A Random Forest model using pre-bronchodilator spirometry Z-scores and smoking status successfully screened for COPD with an accuracy of 83.1% (95% CI: 71.0%-91.6%; p=0.027 vs No Information Rate).
Cross-Sectional (n=399)
Does a machine learning model based on pre-bronchodilator spirometry Z-scores and smoking status accurately screen for COPD?

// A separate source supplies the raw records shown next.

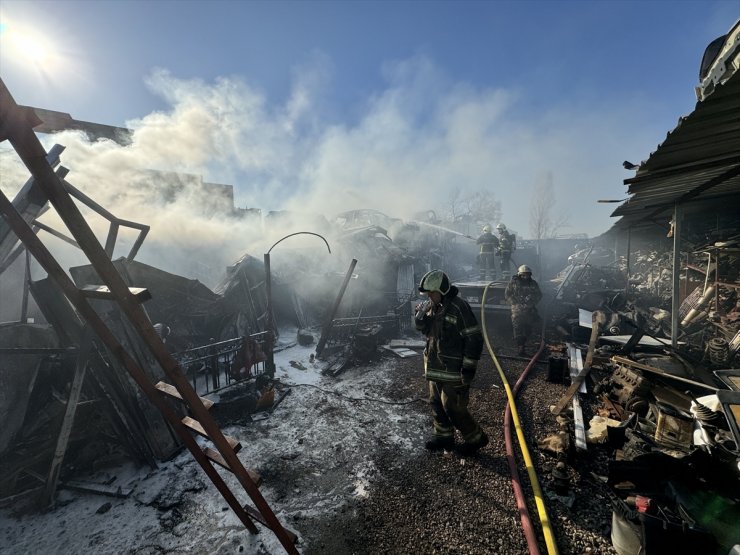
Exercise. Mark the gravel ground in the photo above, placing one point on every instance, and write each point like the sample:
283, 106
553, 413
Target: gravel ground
444, 503
348, 475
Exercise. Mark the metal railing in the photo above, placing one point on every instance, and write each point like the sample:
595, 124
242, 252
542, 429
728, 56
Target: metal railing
211, 367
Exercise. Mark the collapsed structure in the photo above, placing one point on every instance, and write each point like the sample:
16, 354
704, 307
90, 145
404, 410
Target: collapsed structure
653, 303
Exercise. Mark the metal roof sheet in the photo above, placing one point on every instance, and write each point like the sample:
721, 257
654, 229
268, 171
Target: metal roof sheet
699, 162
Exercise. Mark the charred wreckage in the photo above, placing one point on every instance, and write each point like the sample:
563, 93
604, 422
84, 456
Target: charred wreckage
642, 327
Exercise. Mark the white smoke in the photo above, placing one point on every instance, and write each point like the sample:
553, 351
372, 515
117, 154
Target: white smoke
418, 140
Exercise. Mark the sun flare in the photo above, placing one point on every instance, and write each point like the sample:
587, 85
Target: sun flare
28, 47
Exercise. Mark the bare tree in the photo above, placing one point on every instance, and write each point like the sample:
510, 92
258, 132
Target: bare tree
474, 206
545, 220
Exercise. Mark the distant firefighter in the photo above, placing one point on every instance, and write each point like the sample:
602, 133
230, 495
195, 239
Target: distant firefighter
523, 294
507, 245
454, 342
489, 244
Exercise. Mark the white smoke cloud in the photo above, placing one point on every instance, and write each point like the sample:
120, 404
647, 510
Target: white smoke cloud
419, 139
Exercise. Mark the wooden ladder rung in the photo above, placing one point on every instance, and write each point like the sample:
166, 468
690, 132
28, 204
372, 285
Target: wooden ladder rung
196, 426
216, 457
256, 515
102, 292
171, 390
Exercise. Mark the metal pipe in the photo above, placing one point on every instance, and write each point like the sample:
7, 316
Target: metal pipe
552, 547
327, 326
268, 291
268, 317
675, 304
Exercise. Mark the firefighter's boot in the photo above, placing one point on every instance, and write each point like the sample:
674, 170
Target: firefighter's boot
440, 443
467, 449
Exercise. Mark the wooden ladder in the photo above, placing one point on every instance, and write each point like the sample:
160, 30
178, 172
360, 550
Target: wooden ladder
16, 125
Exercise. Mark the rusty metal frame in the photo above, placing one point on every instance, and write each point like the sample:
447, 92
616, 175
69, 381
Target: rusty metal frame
16, 125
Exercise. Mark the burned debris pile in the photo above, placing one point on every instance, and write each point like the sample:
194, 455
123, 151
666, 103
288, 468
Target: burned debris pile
664, 407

A machine learning model using pre-bronchodilator spirometry Z-scores and smoking status demonstrated strong accuracy and high specificity for noninvasive COPD screening.
p-value: p=0.027
Abstract Rationale Chronic obstructive pulmonary disease (COPD) is a major worldwide health challenge, and it is frequently underdiagnosed, especially in areas where post-bronchodilator spirometry is not routinely conducted. Machine learning (ML) presents a promising way to improving COPD screening with pre-bronchodilator data. The study aims to construct and assess an ML model for COPD screening based on pre-bronchodilator spirometry Z-scores generated from the Global Lung Initiative (GLI) equations, with FEF25–75% and smoking status as predictive factors. Methods 399 subjects with complete pre- and post-bronchodilator spirometry measures were included in the National Health and Nutrition Examination Survey (NHANES, cycle G) data. Z-scores were produced by standardizing the spirometric indices (FEV1, FVC, FEV1/FVC, and FEF25–75%) using GLI reference equations. A post-bronchodilator FEV1/FVC Z-score below -1.645, which represents the lower limit of normal, was used to define COPD. Z-scores from pre-bronchodilator spirometry and smoking status were used to train a Random Forest classifier with an 80/20 train-test split. Accuracy, sensitivity, specificity, positive predictive value (PPV), negative predictive value (NPV), Cohen’s Kappa, and No Information Rate (NIR) were used to assess the model’s performance. Results The Random Forest model greatly outperformed the NIR (p = 0.027) with an accuracy of 83.1% (95% CI: 71.0%-91.6%). The model showed a sensitivity of 64.7%, capturing the majority of actual COPD patients, and a specificity of 90.5%, successfully identifying people without COPD. The NPV was 86.4% and the PPV was 73.3%. The degree of agreement between the actual and anticipated diagnoses was moderate (Kappa = 0.572). Conclusion This study shows that machine learning models trained on GLI-based pre-bronchodilator spirometry Z-scores may successfully screen for COPD using the LLN threshold (Z-score -1.645) in conjunction with FEF25–75% and smoking status. Strong performance and high specificity were demonstrated by the Random Forest model, underscoring the potential of ML-based techniques for noninvasive COPD screening. Nevertheless, the results are based on a small dataset, and in order to improve model generalizability and therapeutic utility, validation using larger, high quality datasets, and more varied data—especially from primary care and community settings—is crucial. This abstract is funded by: None
Almeshari et al. (Fri,) conducted a cross-sectional in Chronic obstructive pulmonary disease (COPD) (n=399). Random Forest classifier using pre-bronchodilator spirometry Z-scores and smoking status vs. No Information Rate (NIR) was evaluated on Model accuracy for COPD screening (95% CI 71.0%-91.6%, p=0.027). A Random Forest model using pre-bronchodilator spirometry Z-scores and smoking status successfully screened for COPD with an accuracy of 83.1% (95% CI: 71.0%-91.6%; p=0.027 vs No Information Rate).